Maciel nació en el pueblo de Cotija, Michoacán, en 1920. Seminarista desde los dieciséis años y ordenado sacerdote muy joven por uno de sus tíos obispos, fundó la Legión de Cristo en 1941, una congregación religiosa de sacerdotes, cuyo modelo a seguir fue la Compañía de Jesús preconciliar. La Legión, de manera vertigionosa y constante, en especial bajo el pontificado de Juan Pablo II, ha gozado de un crecimiento inusitado en adeptos, simpatizantes, obras apostólicas, influencia y detractores. Hoy día, con varias universidades, decenas de colegios, parroquias, los aproximadamente 75 mil miembros del Regnum Christi, presencia en más de veinte países, 800 sacerdotes y 2.500 novicios y religiosos en formación (además de tres obispos egresados de sus filas), se ha convertido en una de las congregaciones más influyentesy, en definitiva, el mayor aporte de México a la Iglesia universal en los últimos tiempos. Ése es el legado tangible y loable del padre Maciel. Sin embargo, las denuncias de abuso sexual, presentadas contra él por ex legionarios en los años noventa y la definitiva (aunque tardía) sentencia vaticana en el 2005 han manchado para siempre, y quizá de forma irreparable, la imagen de ‘santo’ y el legado personal del fundador, sin mencionar lo discutido de algunos aspectos del carisma legionario: la llamada ‘teología de la prosperidad’, el tradicionalismo de sus formas y doctrinas o su enorme cercanía con las clases dominantes…

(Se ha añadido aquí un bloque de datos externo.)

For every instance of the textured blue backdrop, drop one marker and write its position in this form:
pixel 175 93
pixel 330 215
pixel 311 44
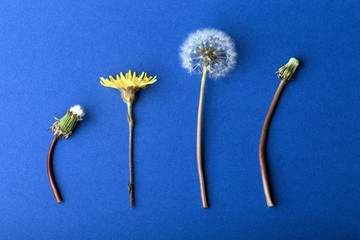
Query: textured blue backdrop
pixel 51 57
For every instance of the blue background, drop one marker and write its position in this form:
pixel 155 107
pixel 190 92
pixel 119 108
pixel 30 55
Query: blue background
pixel 52 55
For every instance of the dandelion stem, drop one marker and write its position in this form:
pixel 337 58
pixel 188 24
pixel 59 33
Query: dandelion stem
pixel 262 147
pixel 131 171
pixel 198 142
pixel 50 170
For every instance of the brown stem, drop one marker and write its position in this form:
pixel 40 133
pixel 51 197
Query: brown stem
pixel 131 171
pixel 198 143
pixel 262 147
pixel 50 171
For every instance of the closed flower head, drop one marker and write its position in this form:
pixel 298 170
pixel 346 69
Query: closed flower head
pixel 128 84
pixel 64 126
pixel 210 49
pixel 286 72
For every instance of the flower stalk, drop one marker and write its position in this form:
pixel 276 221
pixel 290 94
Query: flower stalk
pixel 212 53
pixel 198 142
pixel 131 171
pixel 50 173
pixel 63 127
pixel 285 73
pixel 129 85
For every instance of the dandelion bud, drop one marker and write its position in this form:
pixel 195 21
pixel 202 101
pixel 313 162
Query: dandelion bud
pixel 286 72
pixel 64 126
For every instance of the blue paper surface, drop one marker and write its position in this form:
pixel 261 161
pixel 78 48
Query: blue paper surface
pixel 52 55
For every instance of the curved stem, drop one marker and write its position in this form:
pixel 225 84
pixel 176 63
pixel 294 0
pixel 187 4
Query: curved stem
pixel 198 143
pixel 262 146
pixel 131 171
pixel 50 171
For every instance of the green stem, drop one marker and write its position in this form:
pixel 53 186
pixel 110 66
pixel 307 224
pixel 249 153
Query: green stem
pixel 131 171
pixel 198 143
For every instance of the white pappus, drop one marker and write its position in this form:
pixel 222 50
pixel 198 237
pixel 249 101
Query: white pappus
pixel 211 48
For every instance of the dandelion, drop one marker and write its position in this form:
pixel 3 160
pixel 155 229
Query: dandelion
pixel 129 85
pixel 285 73
pixel 209 52
pixel 63 127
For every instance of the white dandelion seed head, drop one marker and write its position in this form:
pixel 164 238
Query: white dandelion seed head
pixel 211 48
pixel 77 110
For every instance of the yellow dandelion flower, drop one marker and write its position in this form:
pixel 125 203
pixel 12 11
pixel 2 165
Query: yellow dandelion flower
pixel 128 81
pixel 129 85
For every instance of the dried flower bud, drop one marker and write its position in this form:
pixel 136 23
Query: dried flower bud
pixel 286 72
pixel 64 126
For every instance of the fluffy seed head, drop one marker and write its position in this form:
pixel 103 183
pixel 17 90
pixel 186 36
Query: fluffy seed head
pixel 210 48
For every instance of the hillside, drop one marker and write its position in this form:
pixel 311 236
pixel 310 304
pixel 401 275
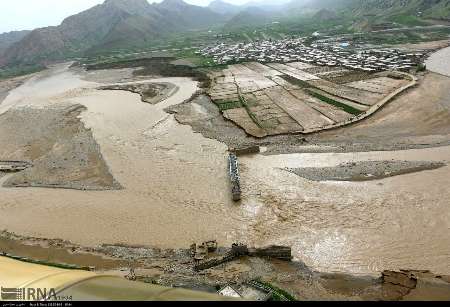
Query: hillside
pixel 113 24
pixel 421 8
pixel 7 39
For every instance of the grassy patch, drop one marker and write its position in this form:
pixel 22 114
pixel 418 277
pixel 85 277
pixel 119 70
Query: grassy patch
pixel 294 81
pixel 20 71
pixel 250 113
pixel 277 293
pixel 46 263
pixel 408 20
pixel 228 105
pixel 335 103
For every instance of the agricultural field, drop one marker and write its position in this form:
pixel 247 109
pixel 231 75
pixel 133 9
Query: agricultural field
pixel 273 99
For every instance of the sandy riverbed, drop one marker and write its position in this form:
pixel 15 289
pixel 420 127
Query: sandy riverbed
pixel 439 62
pixel 176 190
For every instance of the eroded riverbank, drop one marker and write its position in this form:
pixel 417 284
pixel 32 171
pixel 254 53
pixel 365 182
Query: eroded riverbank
pixel 176 188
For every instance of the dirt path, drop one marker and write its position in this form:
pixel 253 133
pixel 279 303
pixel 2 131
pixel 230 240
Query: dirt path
pixel 176 188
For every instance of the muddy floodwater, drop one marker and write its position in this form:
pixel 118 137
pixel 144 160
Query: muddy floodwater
pixel 439 62
pixel 176 190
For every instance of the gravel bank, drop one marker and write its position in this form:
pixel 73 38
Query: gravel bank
pixel 365 170
pixel 63 152
pixel 152 93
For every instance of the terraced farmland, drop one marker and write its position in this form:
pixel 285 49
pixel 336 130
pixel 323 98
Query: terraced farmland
pixel 297 97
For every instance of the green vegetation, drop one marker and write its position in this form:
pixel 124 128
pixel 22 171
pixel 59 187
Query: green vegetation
pixel 277 293
pixel 335 103
pixel 228 105
pixel 421 68
pixel 250 113
pixel 46 263
pixel 294 81
pixel 408 20
pixel 20 71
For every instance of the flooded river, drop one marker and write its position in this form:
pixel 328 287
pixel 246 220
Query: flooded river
pixel 439 62
pixel 176 191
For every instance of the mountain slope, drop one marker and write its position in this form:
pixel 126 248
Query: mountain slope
pixel 425 8
pixel 224 8
pixel 113 24
pixel 7 39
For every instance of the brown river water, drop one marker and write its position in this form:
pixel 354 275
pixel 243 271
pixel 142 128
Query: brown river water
pixel 177 191
pixel 439 62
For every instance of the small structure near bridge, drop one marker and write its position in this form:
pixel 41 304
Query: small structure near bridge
pixel 234 176
pixel 14 166
pixel 202 262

Peter-Hans Kolvenbach, por su parte, es oriundo de Druten, Holanda. Hijo de un empleado de banco holandés y una italiana. Entró en la Compañía de Jesús a la edad de veinte años, en 1948, y, tras estudiar filosofía en Nimega, fue enviado al Líbano, donde pasaría la mayor parte de su vida apostólica. Hizo la teología en la Universidad de San José, en Beirut, y realizó diversos estudios en Francia y Estados Unidos. Es especialista en lengua y literatura armenias, además de ser sacerdote de rito armenio, y por tanto de una profunda espiritualidad oriental. Profesor de lingüística y viceprovincial, vive en carne propia la guerra en el Líbano, hasta que, en 1981, Pedro Arrupe, general de los jesuitas, le designa rector del Pontificio Instituto Oriental de Roma. Tras la incapacidad de Arrupe y la imposición, por parte del Papa, de un delegado apostólico para gobernar la orden, la XXXIII Congregación General le elige para suceder a aquél, el 13 de noviembre de 1983.
Estuvo al frente de la orden de San Ignacio (es decir, gobernando sobre 20 mil jesuitas) durante un cuarto de siglo, hasta que, reunido el pleno de la XXXV Congregación General y aceptada la renuncia al cargo, supuestamente ad vitam, por S. S. Benedicto XVI, le sucedió el español Adolfo Nicolás. Kolvenbach tomó las riendas de la orden en un momento delicadísimo; puso fin al estado de excepción en el gobierno interno, renovó y mejoró las tensas y frías relaciones con Juan Pablo II, al mismo tiempo que se mantenía fiel a la renovación del Vaticano II, de Arrupe y de la XXXII Congregación General, con su famoso decreto IV, el de la ‘promoción de la justicia’. También insistió en la renovación espiritual y en adaptar la formación religiosa a las nuevas exigencias de la época, ayudó a superar los conflictos y divisiones posconciliares dentro de la Compañía, supo dar libertad a la innovación (a los apostolados de frontera que elogiaba Pablo VI) y acotar los excesos. En pocas palabras: con callada prudenca oriental y no poco valor llevó a la Compañía de Jesús al siglo XXI, fiel al sucesor de San Pedro, fiel a sí misma y fiel a los signos de los tiempos: testimonio de ello son los 28 jesuitas que sufrieron una muerte violenta durante su generalato. Sus 20 mil hijos y la Iglesia toda le estamos sumamente agradecidos.